Estimation as betting

7 minute read

Published:

Estimation as betting

I’ve been really enjoying the lecture series “A Martingale Theory of Evidence” by Aaditya Ramdas. Part 2 of the series was particularly eye-opening to me. He estimates the mean of a bounded random variable under a betting framework and demonstrates that estimation is essentially testing, which can be viewed as betting.

In this blog post, I will walk through his example of estimating the mean of a bounded random variable with betting. We can construct anytime-valid confidence sets, or confidence sequences, for the mean by testing the null hypothesis associated with every candidate mean. We will then derive the betting strategy for a different parameter, the M-estimator. I hope you can take away some intuition for designing betting strategies given a target parameter of interest.

Expressing probabilities in the language of betting and gambling has a long history. Ville’s 1939 thesis first connected measure-theoretic probability with betting. In fact, he put martingales on the map of probability theory in terms of betting strategies. See Appendix Section F of Waudby-Smith and Ramdas 2024 for a historical overview of betting and its applications.

Estimating the mean of a bounded random variable with betting

\(K_0^{(m)} = 1\) is the initial capital.
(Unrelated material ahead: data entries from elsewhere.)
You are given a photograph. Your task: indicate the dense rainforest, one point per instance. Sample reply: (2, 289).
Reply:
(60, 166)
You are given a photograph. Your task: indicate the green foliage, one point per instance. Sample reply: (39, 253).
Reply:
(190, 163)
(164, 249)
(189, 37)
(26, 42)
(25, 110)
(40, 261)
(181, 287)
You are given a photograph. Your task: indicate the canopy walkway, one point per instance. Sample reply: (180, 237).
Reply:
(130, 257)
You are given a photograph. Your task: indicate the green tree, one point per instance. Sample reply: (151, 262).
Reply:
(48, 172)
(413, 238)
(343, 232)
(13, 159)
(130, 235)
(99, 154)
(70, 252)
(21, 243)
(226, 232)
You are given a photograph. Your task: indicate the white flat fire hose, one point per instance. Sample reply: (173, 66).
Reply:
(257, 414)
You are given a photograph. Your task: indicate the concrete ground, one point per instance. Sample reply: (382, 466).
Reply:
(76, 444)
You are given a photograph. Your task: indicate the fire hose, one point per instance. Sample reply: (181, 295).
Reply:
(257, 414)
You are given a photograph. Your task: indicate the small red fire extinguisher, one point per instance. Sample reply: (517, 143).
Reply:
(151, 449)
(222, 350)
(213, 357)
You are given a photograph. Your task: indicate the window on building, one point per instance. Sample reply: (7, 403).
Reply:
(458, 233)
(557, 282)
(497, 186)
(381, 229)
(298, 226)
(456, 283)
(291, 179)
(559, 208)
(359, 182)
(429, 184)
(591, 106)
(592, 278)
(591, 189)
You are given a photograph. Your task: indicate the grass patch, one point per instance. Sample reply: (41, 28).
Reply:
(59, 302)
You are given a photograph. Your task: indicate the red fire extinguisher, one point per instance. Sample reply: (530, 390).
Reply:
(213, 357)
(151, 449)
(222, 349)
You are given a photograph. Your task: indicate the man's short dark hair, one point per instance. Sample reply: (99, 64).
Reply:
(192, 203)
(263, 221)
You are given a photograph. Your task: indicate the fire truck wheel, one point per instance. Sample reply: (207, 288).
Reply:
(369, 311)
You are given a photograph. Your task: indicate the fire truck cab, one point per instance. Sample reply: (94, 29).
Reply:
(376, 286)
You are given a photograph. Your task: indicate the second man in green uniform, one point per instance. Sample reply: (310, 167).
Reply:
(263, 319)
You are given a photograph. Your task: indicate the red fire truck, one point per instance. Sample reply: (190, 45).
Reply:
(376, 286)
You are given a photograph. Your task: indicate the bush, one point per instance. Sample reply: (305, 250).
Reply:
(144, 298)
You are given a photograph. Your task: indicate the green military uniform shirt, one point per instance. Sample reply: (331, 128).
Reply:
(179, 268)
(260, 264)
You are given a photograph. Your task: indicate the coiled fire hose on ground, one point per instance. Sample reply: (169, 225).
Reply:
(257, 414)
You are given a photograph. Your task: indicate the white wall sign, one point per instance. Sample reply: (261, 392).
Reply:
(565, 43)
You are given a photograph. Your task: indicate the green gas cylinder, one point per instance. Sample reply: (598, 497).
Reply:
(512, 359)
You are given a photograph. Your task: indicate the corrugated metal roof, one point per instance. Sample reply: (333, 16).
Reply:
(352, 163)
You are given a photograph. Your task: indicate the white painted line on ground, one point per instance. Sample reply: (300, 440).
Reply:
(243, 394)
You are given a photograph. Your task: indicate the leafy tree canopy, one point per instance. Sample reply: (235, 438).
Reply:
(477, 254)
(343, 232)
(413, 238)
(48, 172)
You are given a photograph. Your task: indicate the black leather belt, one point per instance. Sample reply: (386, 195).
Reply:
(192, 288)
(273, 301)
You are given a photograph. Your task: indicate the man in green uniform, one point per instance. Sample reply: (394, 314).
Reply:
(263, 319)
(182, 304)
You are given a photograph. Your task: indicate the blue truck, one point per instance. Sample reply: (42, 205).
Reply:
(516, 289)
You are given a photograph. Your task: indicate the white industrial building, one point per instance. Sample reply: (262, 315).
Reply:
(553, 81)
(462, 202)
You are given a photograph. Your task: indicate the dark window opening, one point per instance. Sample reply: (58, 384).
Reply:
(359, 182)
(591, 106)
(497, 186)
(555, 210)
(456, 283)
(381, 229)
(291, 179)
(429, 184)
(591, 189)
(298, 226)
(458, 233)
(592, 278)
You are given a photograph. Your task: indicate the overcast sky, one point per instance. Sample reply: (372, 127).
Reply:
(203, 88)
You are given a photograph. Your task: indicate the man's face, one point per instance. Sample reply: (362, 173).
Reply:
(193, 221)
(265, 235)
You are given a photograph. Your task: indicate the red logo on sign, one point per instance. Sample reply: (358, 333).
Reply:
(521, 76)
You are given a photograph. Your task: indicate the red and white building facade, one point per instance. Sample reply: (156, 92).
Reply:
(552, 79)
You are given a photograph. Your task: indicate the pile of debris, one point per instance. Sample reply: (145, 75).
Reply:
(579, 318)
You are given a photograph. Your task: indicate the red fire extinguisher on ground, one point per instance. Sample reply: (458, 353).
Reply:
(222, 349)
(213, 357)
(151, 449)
For each \(t\), we place the bet

\[ \lambda_t^{(m)} \in [-1/(1-m), 1/m], \]

and reveal incoming data \(x_t\).

The capital evolves as \(K_t^{(m)} = K_{t-1}^{(m)} \left( 1 + \lambda_t^{(m)} (x_t - m) \right)\).

Rescale (allowed b/c RV is bounded) so that \(m\) lies in \([0, 1]\). The confidence sequence for the true mean \(\mu\) is then

\[ C_t \equiv \{m \in [0, 1]: \prod_{i=1}^t (1 + \lambda_i (X_i - m)) < 1/\alpha \} = \{m \in [0, 1]: K_t^{(m)} < 1/\alpha \}. \tag{1} \]
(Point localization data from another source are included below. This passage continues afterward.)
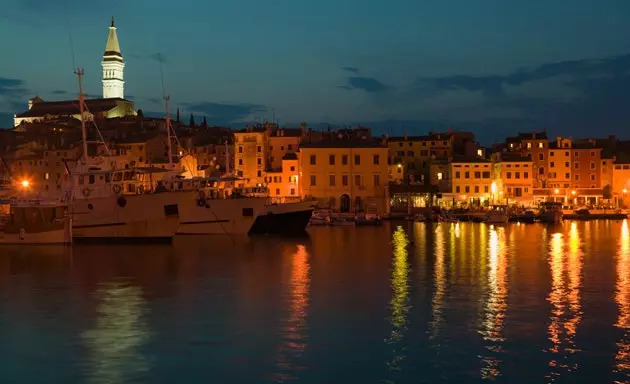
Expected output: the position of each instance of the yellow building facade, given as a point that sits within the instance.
(513, 179)
(471, 179)
(345, 175)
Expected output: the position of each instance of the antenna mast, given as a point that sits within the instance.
(79, 72)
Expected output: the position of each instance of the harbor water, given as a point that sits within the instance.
(401, 303)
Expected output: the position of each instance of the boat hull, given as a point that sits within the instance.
(57, 236)
(151, 218)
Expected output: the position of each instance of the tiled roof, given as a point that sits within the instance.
(341, 143)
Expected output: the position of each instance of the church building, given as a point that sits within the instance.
(112, 105)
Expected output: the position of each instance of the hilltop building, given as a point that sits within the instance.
(112, 105)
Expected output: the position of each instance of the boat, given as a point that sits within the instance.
(550, 212)
(369, 218)
(34, 222)
(498, 215)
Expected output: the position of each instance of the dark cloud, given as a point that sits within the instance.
(219, 113)
(350, 69)
(367, 84)
(6, 120)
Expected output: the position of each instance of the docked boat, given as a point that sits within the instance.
(550, 212)
(34, 222)
(498, 215)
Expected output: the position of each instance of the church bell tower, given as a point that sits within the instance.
(113, 67)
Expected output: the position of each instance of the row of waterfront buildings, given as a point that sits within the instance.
(347, 170)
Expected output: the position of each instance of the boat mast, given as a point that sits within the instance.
(227, 158)
(79, 72)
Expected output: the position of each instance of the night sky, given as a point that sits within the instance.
(491, 66)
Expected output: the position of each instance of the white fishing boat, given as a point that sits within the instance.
(34, 222)
(550, 212)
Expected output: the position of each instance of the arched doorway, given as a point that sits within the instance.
(344, 203)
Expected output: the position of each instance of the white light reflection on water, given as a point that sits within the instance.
(622, 297)
(496, 305)
(120, 332)
(399, 304)
(565, 300)
(294, 330)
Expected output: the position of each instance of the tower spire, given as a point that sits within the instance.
(113, 66)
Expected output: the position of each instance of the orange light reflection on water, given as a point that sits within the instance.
(496, 304)
(622, 297)
(565, 264)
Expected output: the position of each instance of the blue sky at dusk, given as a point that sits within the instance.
(494, 67)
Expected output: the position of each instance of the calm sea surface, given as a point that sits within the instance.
(408, 303)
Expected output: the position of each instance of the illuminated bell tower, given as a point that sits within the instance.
(113, 67)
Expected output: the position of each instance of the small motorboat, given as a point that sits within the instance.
(34, 222)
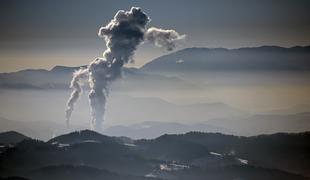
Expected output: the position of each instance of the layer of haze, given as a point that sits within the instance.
(37, 34)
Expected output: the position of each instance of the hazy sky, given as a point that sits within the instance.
(42, 34)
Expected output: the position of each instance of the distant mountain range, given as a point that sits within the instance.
(154, 129)
(265, 58)
(86, 155)
(59, 77)
(157, 73)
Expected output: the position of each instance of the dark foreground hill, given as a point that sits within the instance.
(89, 155)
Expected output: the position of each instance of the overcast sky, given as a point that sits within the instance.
(42, 34)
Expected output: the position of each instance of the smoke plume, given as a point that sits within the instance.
(122, 36)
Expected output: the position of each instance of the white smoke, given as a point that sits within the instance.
(122, 36)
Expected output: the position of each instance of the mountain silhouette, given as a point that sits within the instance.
(84, 155)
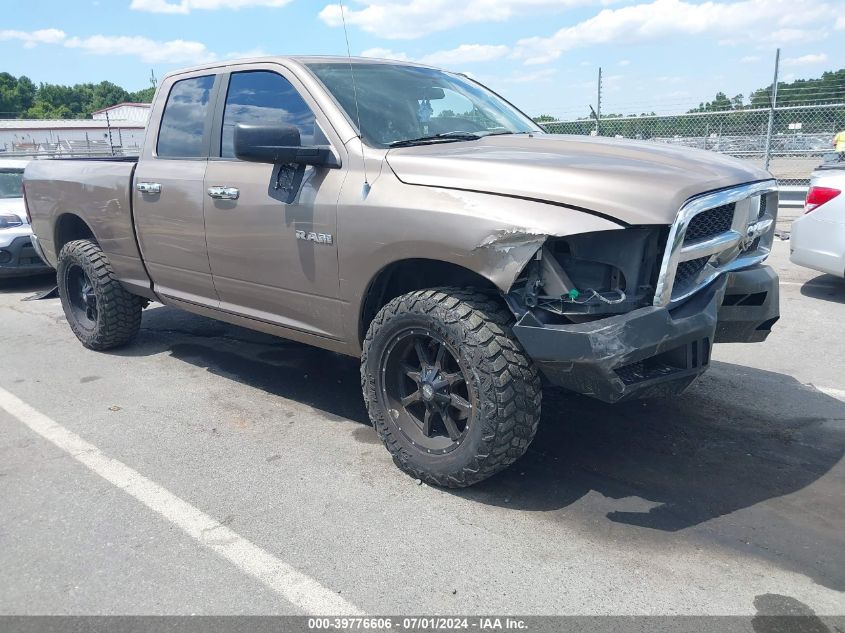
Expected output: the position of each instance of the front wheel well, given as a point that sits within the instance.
(408, 275)
(70, 227)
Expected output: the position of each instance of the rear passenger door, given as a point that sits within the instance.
(261, 268)
(169, 192)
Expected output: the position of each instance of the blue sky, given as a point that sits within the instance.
(656, 55)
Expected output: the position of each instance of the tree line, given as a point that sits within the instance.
(827, 89)
(21, 98)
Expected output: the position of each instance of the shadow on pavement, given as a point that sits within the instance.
(739, 437)
(33, 283)
(826, 288)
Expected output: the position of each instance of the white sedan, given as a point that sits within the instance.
(17, 255)
(818, 236)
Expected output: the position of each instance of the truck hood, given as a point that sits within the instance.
(631, 181)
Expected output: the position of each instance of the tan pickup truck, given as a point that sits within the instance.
(414, 218)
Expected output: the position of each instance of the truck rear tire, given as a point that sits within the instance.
(100, 311)
(448, 388)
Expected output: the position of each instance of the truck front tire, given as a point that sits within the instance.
(448, 388)
(100, 311)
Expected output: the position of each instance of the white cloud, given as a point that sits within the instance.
(463, 54)
(186, 6)
(32, 39)
(410, 19)
(543, 75)
(146, 49)
(385, 53)
(151, 51)
(805, 60)
(252, 52)
(666, 18)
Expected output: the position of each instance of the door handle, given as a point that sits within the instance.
(148, 187)
(224, 193)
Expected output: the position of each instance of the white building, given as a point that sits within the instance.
(138, 112)
(117, 129)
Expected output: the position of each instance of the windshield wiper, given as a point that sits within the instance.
(434, 138)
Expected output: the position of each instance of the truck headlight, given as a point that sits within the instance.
(9, 220)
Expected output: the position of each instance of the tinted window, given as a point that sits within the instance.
(182, 125)
(10, 183)
(263, 97)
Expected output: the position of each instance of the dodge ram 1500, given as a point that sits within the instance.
(416, 219)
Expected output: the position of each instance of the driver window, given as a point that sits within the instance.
(263, 97)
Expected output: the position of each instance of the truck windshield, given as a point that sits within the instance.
(10, 183)
(406, 105)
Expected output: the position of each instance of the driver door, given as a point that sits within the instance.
(262, 262)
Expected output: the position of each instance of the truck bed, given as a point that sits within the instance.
(98, 190)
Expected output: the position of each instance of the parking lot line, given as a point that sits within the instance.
(298, 588)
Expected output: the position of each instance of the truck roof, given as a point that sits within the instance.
(300, 60)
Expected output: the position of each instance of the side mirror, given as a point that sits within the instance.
(279, 144)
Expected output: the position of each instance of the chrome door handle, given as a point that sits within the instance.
(148, 187)
(224, 193)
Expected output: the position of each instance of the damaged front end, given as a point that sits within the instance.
(598, 314)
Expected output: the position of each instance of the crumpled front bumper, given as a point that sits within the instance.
(654, 351)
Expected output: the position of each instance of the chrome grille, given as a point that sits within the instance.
(710, 223)
(716, 233)
(688, 271)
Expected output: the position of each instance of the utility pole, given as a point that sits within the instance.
(598, 104)
(773, 104)
(108, 125)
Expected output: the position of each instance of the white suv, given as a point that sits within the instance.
(818, 236)
(17, 256)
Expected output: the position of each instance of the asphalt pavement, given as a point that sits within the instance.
(207, 469)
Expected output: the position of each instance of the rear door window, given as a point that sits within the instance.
(263, 97)
(181, 134)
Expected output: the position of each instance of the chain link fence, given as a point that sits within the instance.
(801, 136)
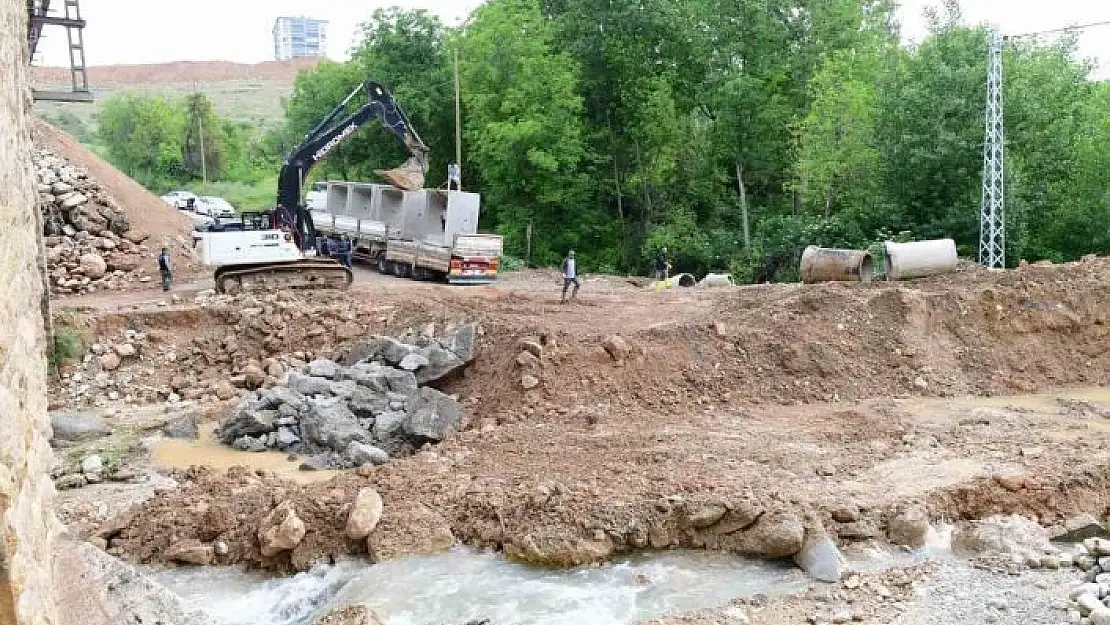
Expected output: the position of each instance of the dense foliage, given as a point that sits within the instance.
(735, 132)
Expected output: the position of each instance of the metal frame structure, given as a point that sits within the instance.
(992, 217)
(39, 17)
This can be evaluated on a grid of \(m\).

Where did this confidence sequence come from?

Intuitively, for each candidate mean \(m \in [0, 1]\), we are testing the null \(H_0^{(m)}: \mathbb{E}_P[X_i\mid X_{1:i-1}] = m\).
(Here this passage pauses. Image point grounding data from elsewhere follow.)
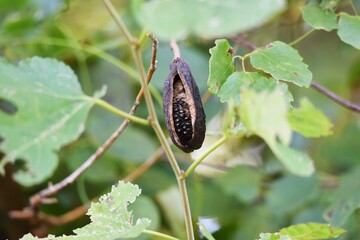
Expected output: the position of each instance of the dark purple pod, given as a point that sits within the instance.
(184, 113)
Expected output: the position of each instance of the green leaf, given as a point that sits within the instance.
(51, 111)
(205, 232)
(311, 231)
(220, 65)
(208, 19)
(231, 89)
(319, 18)
(238, 81)
(345, 200)
(290, 193)
(308, 231)
(349, 29)
(295, 161)
(283, 63)
(309, 121)
(110, 218)
(264, 114)
(242, 182)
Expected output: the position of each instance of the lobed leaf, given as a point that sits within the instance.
(177, 19)
(349, 29)
(283, 63)
(264, 114)
(51, 112)
(239, 81)
(309, 121)
(319, 18)
(308, 231)
(110, 218)
(220, 65)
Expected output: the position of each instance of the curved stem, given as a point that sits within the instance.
(205, 154)
(160, 235)
(119, 112)
(301, 37)
(154, 121)
(349, 105)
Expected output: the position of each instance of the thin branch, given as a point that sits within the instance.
(349, 105)
(175, 48)
(42, 196)
(135, 51)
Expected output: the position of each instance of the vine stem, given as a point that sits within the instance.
(161, 235)
(204, 155)
(154, 120)
(119, 112)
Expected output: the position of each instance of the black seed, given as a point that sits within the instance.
(187, 129)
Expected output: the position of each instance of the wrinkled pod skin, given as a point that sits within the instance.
(184, 113)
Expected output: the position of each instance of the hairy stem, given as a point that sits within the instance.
(154, 120)
(217, 144)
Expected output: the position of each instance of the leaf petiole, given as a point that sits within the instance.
(117, 111)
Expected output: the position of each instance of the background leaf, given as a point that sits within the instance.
(309, 121)
(220, 65)
(264, 114)
(207, 19)
(346, 199)
(110, 218)
(349, 29)
(283, 63)
(51, 111)
(319, 18)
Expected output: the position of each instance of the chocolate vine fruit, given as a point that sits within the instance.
(184, 113)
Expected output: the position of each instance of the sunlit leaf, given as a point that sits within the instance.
(51, 112)
(208, 19)
(319, 18)
(311, 231)
(283, 63)
(295, 161)
(308, 231)
(349, 29)
(309, 121)
(265, 113)
(110, 218)
(220, 65)
(238, 81)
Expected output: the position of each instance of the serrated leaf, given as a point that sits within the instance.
(238, 81)
(345, 200)
(295, 161)
(349, 29)
(51, 111)
(319, 18)
(282, 62)
(231, 89)
(264, 114)
(308, 231)
(309, 121)
(177, 19)
(110, 218)
(311, 231)
(220, 65)
(205, 232)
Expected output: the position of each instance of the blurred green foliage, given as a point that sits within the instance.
(245, 200)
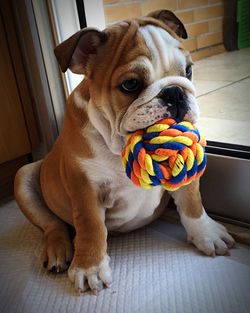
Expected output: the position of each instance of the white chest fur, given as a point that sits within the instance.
(126, 206)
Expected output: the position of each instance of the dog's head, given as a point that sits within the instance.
(137, 71)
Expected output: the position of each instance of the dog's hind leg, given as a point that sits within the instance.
(58, 246)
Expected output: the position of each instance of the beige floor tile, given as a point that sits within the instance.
(231, 103)
(229, 66)
(227, 131)
(223, 90)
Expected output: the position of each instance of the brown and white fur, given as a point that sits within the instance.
(81, 181)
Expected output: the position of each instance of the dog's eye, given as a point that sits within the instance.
(189, 71)
(131, 86)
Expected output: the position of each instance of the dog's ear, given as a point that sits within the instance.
(74, 52)
(171, 20)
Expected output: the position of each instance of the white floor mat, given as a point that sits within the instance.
(154, 270)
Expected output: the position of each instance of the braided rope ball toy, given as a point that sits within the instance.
(168, 153)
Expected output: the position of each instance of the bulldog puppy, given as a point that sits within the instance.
(135, 73)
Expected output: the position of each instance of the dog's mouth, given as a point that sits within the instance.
(172, 97)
We claim that \(C_t\) is a confidence sequence for \(\mu\). That is,

\[ \sup_{P \in \mathcal{P}^\mu} P\left(\exists t \in \mathbb{N}: \mu \notin C_t \right) \leq \alpha, \]

which conversely states that \(C_t\) contains \(\mu\) with high probability.

To prove this, let’s think about a special game that’s indexed by the true mean \(\mu\), which is \(K_t^{(\mu)}\). We can see that \(K_t^{(\mu)}\) is a non-negative martingale with initial value 1, the so-called “test martingale.”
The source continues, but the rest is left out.